Vendors (whether they provide their own MIBs or not) must fill in some MIB-2 values for their NEs. The most important ones for the discovery purposes are the sysObjID, sysName and sysLocation. SysName and sysLocation will be very beneficial values to have, if they are correctly implemented.

SysObjID is the one which helps the discovery engine to understand the device type (host, switch etc.), vendor name, and model name. All the SNMP enabled vendors should register their devices to IANA organization, in order to get a SysObjID. SysObjID is unique in the world, just like a MAC address. This uniqueness enables the management system to map a SysObjID to a specific device type, vendor name and model.

After the device type is received from the SysObjID, further actions can be run. For example, if it is a router, discovery engine could check its MIB repository to find if there is a specific MIB for this vendor-model. (If not, it will use generic MIB-2). After the MIB is located, it will send series of SNMP-get requests to have the routing table, neighbors table, interfaces, sub-interfaces etc. If it is a switch, the discovery process will again send SNMP-get requests (to BRIDGE-MIB for example) to receive the forwarding table information.

The router example could be considered as L3 discovery, whereas the switch example is an example of a L2 Ethernet discovery.

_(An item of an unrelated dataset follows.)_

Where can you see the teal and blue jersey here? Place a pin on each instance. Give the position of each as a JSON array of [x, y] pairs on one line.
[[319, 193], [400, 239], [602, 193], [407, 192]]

Other types of L2 discoveries can be for ATM, Frame Relay and MPLS type of networks.

At the final phase, topology creation, the discovered NE information is correlated by the inventory process to find and visualize the physical and logical connections between the NEs. Topology information can also be fetched directly from devices. For example OSPF protocol mandates the devices to maintain the topology information. Propriety protocols such as Cisco CDP can also be utilized by the discovery processes to draw the network topology.